As Mo Pie points out, an unobtrusive photo on page 195 of Miller’s saggy pooch and full thighs among countless other waif-like models is hardly groundbreaking in a story purportedly on body acceptance, but Lieve wasn’t just paying lip service, either. Glamour is now focusing its lens again on plus-size models in its November issue. Photographer Matthias Vriens shot Miller again, along with her curvy colleagues Kate Dillon, Jennie Runk, Amy Lemons, Ashley Graham, Anansa Sims and Crystal Renn.
Reader M Jordan sent me a note this week with a link to a debate currently raging at the site Lemondrop about a few new young adult books that depict fat heroines/heroes. The objection to the plump fiction seems to be that it somehow “encourages” people to follow an “unhealthy lifestyle” rather than hating themselves losing weight. It doesn’t appear as if any of Glamour’s plus-size models wear larger than a U.S. size 16, but I’m sure the mag will also encounter the same vitriol. Since the opposition is focused on health, of course, I think it’s interesting to note how the great majority of the models to be featured in Glamour have struggled with an eating disorder or at the very least, disordered eating and body image insecurities, before becoming healthy and happy plus-size models.
Renn, as you may remember, was once a wraith-thin model who was encouraged to lose more and more weight by her modeling agency despite a very serious eating disorder. She’s now authored a book on her experiences, Hungry, which is set to hit bookstands on Sept. 8. In an interview with The Telegraph, Renn explained how her disorder developed and persisted:
With catwalk stardom at the front of her mind she made friends with iceberg lettuce. Breakfast was some vile-sounding stuff called Fiber One and steamed vegetables. Lunch was lettuce and Diet Coke. Dinner – more lettuce. ‘I knew I had an eating disorder, but I was so focused on the job, I didn’t care’.

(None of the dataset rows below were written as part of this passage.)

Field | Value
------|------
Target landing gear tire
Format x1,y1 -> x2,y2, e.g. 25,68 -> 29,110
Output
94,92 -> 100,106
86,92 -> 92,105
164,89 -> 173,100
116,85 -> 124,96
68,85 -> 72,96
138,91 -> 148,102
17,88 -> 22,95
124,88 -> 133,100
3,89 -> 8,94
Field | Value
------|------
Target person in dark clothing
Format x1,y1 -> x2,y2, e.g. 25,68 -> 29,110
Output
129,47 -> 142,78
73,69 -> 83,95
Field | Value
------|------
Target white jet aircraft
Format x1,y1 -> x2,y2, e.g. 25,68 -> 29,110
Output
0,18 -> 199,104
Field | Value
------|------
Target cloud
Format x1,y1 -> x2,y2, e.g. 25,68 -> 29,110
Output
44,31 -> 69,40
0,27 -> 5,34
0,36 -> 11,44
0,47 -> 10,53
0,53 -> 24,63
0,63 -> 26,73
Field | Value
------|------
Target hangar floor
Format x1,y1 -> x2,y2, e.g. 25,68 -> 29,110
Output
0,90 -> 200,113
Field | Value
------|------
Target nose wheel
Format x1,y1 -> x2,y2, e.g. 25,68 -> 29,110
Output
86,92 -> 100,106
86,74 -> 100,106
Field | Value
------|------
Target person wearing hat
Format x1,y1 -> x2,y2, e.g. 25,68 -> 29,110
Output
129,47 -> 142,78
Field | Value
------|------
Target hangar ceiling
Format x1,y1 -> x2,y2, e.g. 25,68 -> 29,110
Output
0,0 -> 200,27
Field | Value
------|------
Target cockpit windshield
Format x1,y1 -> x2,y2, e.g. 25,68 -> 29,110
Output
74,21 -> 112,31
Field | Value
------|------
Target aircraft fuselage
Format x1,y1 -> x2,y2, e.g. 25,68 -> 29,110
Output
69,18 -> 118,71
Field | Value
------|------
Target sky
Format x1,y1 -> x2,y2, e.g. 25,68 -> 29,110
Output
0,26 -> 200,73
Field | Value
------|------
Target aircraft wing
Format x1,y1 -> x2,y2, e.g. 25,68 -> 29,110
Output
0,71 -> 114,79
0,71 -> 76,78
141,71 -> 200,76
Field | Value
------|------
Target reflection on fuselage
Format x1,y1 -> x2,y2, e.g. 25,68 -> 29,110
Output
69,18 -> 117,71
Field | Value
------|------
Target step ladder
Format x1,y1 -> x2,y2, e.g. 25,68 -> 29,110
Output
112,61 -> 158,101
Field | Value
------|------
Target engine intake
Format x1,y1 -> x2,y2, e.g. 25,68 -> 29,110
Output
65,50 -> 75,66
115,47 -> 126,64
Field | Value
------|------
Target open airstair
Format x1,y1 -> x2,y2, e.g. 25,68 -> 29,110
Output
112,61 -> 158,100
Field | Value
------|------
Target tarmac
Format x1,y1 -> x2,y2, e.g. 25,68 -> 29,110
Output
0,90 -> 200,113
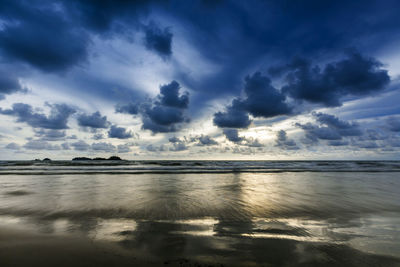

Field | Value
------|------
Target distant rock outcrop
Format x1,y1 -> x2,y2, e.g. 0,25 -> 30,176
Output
93,158 -> 107,160
72,156 -> 122,161
108,156 -> 122,160
72,157 -> 92,161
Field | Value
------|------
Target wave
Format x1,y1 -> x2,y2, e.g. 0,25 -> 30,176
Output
0,161 -> 400,175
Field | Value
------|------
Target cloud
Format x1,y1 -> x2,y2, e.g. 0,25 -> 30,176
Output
169,142 -> 189,152
0,71 -> 24,100
35,129 -> 66,141
117,144 -> 132,153
0,1 -> 89,72
275,130 -> 299,150
61,142 -> 70,150
313,113 -> 363,136
78,111 -> 110,129
115,103 -> 139,115
386,117 -> 400,132
4,142 -> 21,150
146,144 -> 167,152
159,81 -> 189,109
214,72 -> 292,128
213,99 -> 251,128
223,129 -> 244,143
116,81 -> 190,133
71,140 -> 90,151
92,133 -> 104,140
144,23 -> 173,58
296,113 -> 363,144
196,135 -> 218,146
280,51 -> 390,107
91,142 -> 116,152
24,140 -> 61,150
108,125 -> 133,139
0,103 -> 75,130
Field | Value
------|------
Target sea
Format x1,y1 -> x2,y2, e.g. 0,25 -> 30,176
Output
0,160 -> 400,266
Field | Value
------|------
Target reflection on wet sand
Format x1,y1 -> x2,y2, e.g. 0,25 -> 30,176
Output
0,173 -> 400,266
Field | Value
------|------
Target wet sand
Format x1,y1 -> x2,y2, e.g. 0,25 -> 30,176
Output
0,224 -> 400,267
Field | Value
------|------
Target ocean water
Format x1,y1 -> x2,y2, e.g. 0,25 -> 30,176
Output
0,161 -> 400,266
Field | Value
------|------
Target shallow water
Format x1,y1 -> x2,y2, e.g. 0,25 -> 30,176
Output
0,162 -> 400,266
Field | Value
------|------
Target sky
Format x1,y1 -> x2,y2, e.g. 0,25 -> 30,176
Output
0,0 -> 400,160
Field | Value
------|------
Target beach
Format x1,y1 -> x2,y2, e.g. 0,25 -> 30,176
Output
0,161 -> 400,266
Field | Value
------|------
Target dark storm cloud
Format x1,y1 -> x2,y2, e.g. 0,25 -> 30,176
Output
195,135 -> 218,146
108,125 -> 133,139
24,140 -> 61,150
222,128 -> 263,147
213,99 -> 251,128
275,130 -> 299,150
0,1 -> 89,72
0,103 -> 75,130
175,0 -> 400,111
92,133 -> 104,140
0,71 -> 23,100
296,113 -> 363,144
78,111 -> 110,129
144,23 -> 173,58
214,72 -> 291,128
115,103 -> 139,115
71,140 -> 90,151
91,142 -> 116,152
4,142 -> 21,150
223,129 -> 244,143
169,142 -> 189,152
282,52 -> 390,107
159,81 -> 189,108
386,117 -> 400,132
35,129 -> 66,141
313,113 -> 363,136
61,0 -> 159,34
117,144 -> 132,153
0,0 -> 172,72
115,81 -> 190,133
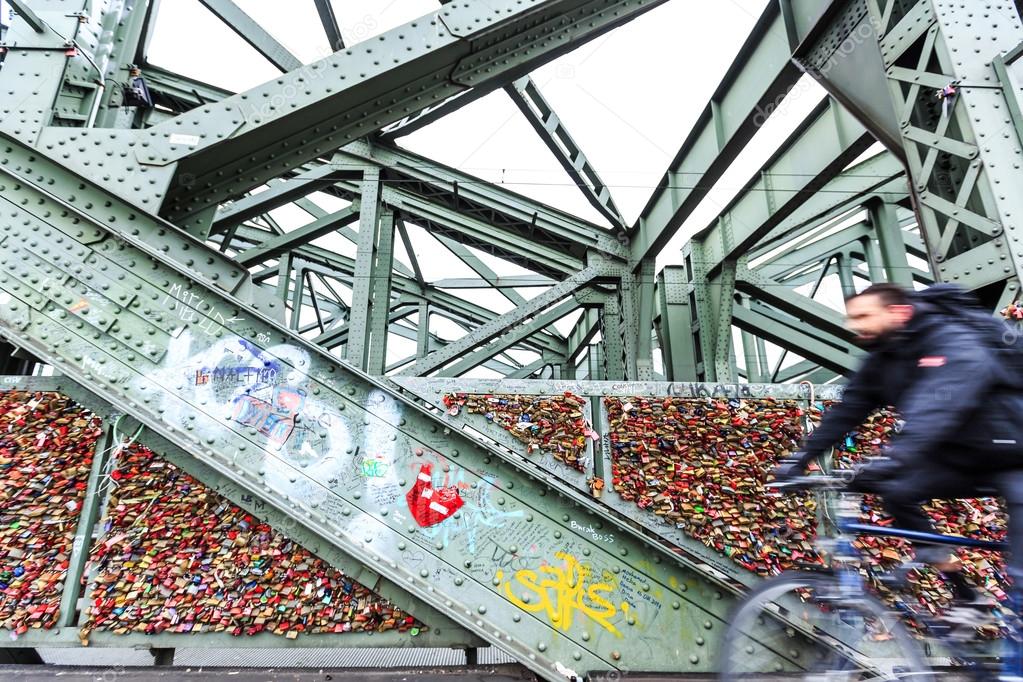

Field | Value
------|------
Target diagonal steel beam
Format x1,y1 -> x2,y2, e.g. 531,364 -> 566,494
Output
736,268 -> 852,341
234,203 -> 359,268
504,76 -> 625,229
313,0 -> 345,52
437,301 -> 579,376
63,0 -> 665,231
10,0 -> 46,33
331,141 -> 628,259
629,2 -> 801,262
199,0 -> 302,72
286,256 -> 565,354
696,98 -> 874,277
750,151 -> 908,260
431,275 -> 558,290
731,304 -> 859,374
433,235 -> 527,306
209,166 -> 361,234
401,257 -> 611,376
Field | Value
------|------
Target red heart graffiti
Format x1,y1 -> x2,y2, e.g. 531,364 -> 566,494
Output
405,464 -> 464,528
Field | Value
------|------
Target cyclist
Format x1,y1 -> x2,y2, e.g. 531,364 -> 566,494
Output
774,284 -> 1023,678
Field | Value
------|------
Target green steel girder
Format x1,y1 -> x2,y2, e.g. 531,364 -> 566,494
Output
431,275 -> 558,290
504,76 -> 625,229
10,0 -> 46,33
567,308 -> 601,362
769,360 -> 839,383
0,127 -> 912,679
198,0 -> 302,72
401,254 -> 623,376
234,203 -> 359,268
131,63 -> 628,273
732,304 -> 859,374
657,266 -> 700,381
749,152 -> 909,260
427,301 -> 578,376
792,0 -> 903,152
0,134 -> 761,679
214,156 -> 604,277
386,324 -> 521,376
249,247 -> 565,353
433,235 -> 527,306
332,141 -> 629,260
313,0 -> 345,52
0,376 -> 485,648
755,221 -> 874,281
29,0 -> 664,233
695,98 -> 874,277
218,227 -> 565,354
736,269 -> 853,347
800,0 -> 1023,309
629,2 -> 800,262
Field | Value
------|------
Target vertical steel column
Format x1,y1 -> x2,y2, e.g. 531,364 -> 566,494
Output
838,251 -> 856,299
599,297 -> 625,381
682,239 -> 715,381
704,258 -> 746,383
346,168 -> 381,369
366,210 -> 395,374
864,0 -> 1023,307
740,295 -> 766,383
58,417 -> 117,628
859,236 -> 885,284
866,200 -> 913,287
415,301 -> 430,360
630,259 -> 656,381
657,266 -> 698,381
618,273 -> 639,380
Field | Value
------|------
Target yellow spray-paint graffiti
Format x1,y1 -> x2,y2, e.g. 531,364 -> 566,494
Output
495,552 -> 629,637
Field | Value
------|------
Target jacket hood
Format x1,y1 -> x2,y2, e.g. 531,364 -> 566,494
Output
909,284 -> 981,314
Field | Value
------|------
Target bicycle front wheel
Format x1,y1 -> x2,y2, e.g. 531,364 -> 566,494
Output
719,572 -> 933,682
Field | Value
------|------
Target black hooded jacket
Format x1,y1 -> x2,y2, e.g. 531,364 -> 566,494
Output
801,285 -> 1023,471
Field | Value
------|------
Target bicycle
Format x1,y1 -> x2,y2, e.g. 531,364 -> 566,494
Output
719,471 -> 1020,682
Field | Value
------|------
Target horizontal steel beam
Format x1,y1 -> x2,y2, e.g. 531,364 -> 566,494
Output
117,0 -> 665,224
731,304 -> 859,374
695,98 -> 874,276
198,0 -> 302,72
234,204 -> 359,268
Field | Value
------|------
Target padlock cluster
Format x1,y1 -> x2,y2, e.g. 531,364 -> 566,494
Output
74,447 -> 422,644
1002,301 -> 1023,321
0,391 -> 101,636
825,405 -> 1007,635
605,396 -> 821,576
444,392 -> 595,471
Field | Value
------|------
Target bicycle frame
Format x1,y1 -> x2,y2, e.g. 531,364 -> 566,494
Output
812,484 -> 1008,679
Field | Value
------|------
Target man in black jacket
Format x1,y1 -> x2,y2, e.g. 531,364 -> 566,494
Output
775,284 -> 1023,650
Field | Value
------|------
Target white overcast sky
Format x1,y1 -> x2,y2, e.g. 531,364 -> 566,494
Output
0,0 -> 883,375
138,0 -> 822,265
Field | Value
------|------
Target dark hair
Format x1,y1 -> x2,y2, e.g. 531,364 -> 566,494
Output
845,283 -> 909,306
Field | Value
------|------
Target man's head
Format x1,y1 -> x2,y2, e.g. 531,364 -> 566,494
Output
845,284 -> 913,348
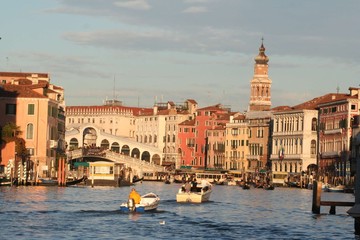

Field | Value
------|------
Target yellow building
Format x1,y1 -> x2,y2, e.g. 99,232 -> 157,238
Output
0,72 -> 65,180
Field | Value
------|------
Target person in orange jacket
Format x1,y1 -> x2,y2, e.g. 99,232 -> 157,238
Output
129,188 -> 141,204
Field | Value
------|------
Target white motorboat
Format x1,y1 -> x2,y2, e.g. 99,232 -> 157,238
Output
176,182 -> 212,203
120,193 -> 160,212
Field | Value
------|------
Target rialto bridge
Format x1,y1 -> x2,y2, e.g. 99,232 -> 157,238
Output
65,125 -> 164,171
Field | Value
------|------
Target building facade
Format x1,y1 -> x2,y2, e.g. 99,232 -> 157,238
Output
0,72 -> 65,180
225,114 -> 250,174
318,88 -> 360,184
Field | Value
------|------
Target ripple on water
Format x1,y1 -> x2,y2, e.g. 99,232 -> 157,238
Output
0,182 -> 355,240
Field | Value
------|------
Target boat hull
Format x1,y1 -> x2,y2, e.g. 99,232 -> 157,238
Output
176,186 -> 212,203
120,193 -> 160,213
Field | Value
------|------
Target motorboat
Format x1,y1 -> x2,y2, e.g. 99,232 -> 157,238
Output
327,185 -> 345,192
120,193 -> 160,213
37,178 -> 58,186
176,182 -> 212,203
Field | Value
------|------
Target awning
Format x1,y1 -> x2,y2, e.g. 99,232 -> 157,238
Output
74,162 -> 89,167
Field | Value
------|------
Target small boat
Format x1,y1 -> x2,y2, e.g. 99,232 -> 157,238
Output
120,193 -> 160,213
263,184 -> 275,190
176,182 -> 212,203
0,178 -> 11,186
133,176 -> 144,183
37,178 -> 58,186
66,176 -> 87,186
327,185 -> 345,192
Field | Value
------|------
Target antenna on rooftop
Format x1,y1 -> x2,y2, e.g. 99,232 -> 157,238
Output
113,75 -> 115,100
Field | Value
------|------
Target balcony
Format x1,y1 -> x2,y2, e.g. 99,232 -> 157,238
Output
49,140 -> 58,148
324,128 -> 342,134
321,151 -> 340,158
246,155 -> 260,160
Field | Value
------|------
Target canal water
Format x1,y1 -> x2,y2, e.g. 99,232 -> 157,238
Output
0,182 -> 359,240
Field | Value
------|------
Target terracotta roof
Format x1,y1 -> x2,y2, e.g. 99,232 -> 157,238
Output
179,119 -> 195,126
66,105 -> 153,116
0,72 -> 49,78
188,99 -> 197,104
0,84 -> 47,98
198,104 -> 226,111
292,93 -> 357,110
234,114 -> 245,120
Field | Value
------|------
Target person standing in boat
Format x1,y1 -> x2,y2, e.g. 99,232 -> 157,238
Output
191,177 -> 197,192
185,180 -> 191,192
129,188 -> 141,204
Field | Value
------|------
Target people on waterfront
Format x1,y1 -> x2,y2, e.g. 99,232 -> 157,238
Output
129,188 -> 141,204
191,177 -> 197,192
185,181 -> 191,192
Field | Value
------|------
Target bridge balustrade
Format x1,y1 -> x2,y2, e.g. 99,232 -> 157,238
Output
67,149 -> 165,172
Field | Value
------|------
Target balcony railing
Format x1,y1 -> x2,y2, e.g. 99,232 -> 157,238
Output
324,128 -> 342,134
321,151 -> 340,157
246,155 -> 260,160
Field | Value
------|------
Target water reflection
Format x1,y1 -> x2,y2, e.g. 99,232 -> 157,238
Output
0,182 -> 355,240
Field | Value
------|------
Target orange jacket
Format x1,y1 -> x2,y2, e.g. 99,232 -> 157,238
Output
129,190 -> 141,204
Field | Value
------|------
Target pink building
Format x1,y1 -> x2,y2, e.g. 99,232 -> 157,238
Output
0,72 -> 65,180
318,88 -> 360,184
178,104 -> 230,168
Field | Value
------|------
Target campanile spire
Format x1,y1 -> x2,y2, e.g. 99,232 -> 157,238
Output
249,38 -> 271,111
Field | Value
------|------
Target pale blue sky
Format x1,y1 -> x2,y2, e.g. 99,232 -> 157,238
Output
0,0 -> 360,111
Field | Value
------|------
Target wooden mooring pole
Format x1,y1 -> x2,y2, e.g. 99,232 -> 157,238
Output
312,181 -> 355,214
312,181 -> 322,214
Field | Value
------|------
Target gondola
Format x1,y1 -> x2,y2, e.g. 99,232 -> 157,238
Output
66,176 -> 87,186
133,177 -> 144,183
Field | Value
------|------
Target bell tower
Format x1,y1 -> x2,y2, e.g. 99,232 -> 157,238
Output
249,38 -> 271,111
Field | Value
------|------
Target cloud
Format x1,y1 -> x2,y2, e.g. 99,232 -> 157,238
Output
184,0 -> 209,3
183,6 -> 208,13
114,0 -> 151,10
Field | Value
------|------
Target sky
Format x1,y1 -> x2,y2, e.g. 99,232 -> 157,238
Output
0,0 -> 360,112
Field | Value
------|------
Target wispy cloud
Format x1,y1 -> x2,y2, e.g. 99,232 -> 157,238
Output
183,6 -> 208,13
184,0 -> 209,3
114,0 -> 151,10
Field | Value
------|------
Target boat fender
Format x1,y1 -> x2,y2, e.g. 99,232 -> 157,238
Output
127,198 -> 135,212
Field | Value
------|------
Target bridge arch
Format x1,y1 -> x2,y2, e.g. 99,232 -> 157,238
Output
151,154 -> 161,165
65,123 -> 162,164
69,138 -> 79,149
141,151 -> 150,162
111,142 -> 120,153
131,148 -> 140,158
100,139 -> 110,149
121,144 -> 130,156
83,127 -> 97,147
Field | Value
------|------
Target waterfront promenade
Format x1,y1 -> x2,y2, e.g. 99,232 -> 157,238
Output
0,182 -> 356,240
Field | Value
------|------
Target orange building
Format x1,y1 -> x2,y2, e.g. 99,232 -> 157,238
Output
0,72 -> 65,180
178,104 -> 230,168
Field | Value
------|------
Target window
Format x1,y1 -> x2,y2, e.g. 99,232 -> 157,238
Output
28,104 -> 35,115
26,123 -> 34,139
5,103 -> 16,115
27,148 -> 35,156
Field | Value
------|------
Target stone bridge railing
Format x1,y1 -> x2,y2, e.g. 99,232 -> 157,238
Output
67,149 -> 165,173
105,150 -> 165,172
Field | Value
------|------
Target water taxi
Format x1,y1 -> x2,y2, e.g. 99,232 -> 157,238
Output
176,181 -> 212,203
120,193 -> 160,213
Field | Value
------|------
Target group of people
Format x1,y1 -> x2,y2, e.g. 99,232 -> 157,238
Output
129,188 -> 141,204
184,178 -> 197,192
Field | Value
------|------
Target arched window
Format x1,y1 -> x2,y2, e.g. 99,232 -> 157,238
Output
310,140 -> 316,156
26,123 -> 34,139
311,118 -> 317,131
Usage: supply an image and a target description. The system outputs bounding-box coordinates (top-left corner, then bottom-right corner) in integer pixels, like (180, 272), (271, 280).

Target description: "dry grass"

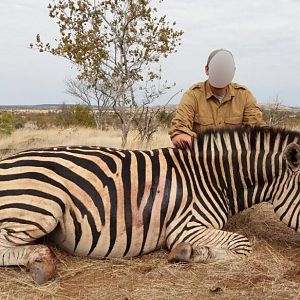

(0, 129), (300, 300)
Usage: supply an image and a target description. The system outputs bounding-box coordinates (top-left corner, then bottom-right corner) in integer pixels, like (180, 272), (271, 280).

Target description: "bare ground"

(0, 127), (300, 300)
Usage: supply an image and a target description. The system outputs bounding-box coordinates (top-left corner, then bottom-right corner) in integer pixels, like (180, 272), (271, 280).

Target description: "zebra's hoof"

(168, 243), (193, 263)
(28, 253), (56, 284)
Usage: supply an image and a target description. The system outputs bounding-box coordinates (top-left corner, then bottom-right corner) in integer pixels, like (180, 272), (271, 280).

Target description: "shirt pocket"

(193, 115), (214, 133)
(224, 116), (243, 126)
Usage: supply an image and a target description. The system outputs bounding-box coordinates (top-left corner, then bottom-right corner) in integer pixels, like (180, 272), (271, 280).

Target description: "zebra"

(0, 127), (300, 284)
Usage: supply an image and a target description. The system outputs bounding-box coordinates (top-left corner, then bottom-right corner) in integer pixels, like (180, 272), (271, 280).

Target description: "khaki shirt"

(169, 81), (266, 138)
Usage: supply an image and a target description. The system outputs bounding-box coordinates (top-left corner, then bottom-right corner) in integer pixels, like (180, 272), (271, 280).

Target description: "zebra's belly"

(49, 213), (165, 258)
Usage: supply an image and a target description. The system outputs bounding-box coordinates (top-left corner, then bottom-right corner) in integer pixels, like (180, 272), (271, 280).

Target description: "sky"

(0, 0), (300, 107)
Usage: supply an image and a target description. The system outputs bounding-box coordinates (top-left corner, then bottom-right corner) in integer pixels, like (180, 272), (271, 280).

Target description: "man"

(169, 49), (266, 148)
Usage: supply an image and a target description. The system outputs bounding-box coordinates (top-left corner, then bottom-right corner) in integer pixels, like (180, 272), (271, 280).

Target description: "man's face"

(205, 50), (235, 88)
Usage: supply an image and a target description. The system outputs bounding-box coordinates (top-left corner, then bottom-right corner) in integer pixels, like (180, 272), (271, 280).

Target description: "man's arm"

(169, 91), (196, 139)
(169, 91), (196, 149)
(243, 90), (267, 126)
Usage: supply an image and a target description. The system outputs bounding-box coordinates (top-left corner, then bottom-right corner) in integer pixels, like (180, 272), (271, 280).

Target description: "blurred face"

(205, 50), (235, 88)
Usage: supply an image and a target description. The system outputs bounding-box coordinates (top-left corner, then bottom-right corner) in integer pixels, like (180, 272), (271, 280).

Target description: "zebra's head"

(273, 143), (300, 233)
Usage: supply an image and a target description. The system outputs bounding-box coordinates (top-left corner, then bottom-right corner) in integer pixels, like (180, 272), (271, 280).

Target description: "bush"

(0, 112), (17, 135)
(56, 104), (96, 128)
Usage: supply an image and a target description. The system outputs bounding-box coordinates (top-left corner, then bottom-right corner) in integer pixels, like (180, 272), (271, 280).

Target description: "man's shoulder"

(188, 81), (205, 91)
(231, 82), (249, 91)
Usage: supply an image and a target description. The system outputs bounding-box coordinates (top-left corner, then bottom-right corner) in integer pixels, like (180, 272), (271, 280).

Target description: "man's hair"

(206, 48), (233, 66)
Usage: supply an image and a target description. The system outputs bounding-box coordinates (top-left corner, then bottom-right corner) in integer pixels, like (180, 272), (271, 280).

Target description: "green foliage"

(157, 110), (175, 128)
(30, 0), (183, 94)
(56, 104), (96, 128)
(0, 112), (17, 134)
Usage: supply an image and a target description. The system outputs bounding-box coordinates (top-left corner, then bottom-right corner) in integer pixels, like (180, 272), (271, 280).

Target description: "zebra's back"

(0, 147), (178, 257)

With a swimwear shoot looming, she forced herself to work out for nine hours, two days in a row – ‘My body literally felt like it was crumbling’ – before seeing her bookers again. ‘They looked me up and down and said, “Your legs. You need to bring your legs down.”‘
Anansa Sims is the daughter of legendary model Beverly Johnson, the first African-American model to grave the cover of Vogue. When Sims was 18, she left for New York to become a model despite Johnson’s objections. As Johnson explained to People, she herself suffered from anorexia and bulimia throughout her modeling career and didn’t want the same inevitable outcome to befall her daughter. Sims went anyway and quickly discovered the wisdom of her mother’s warnings:
Before I left, I starved myself and worked out four hours a day for three months. Then once I was there, they kept telling me, “Just lose 10 more lbs.!” I made it to a size 4 and I was on my way to a 2. I ate an apple and a bowl of soup a day. Finally I said, “If this is what it takes, I don’t want it.”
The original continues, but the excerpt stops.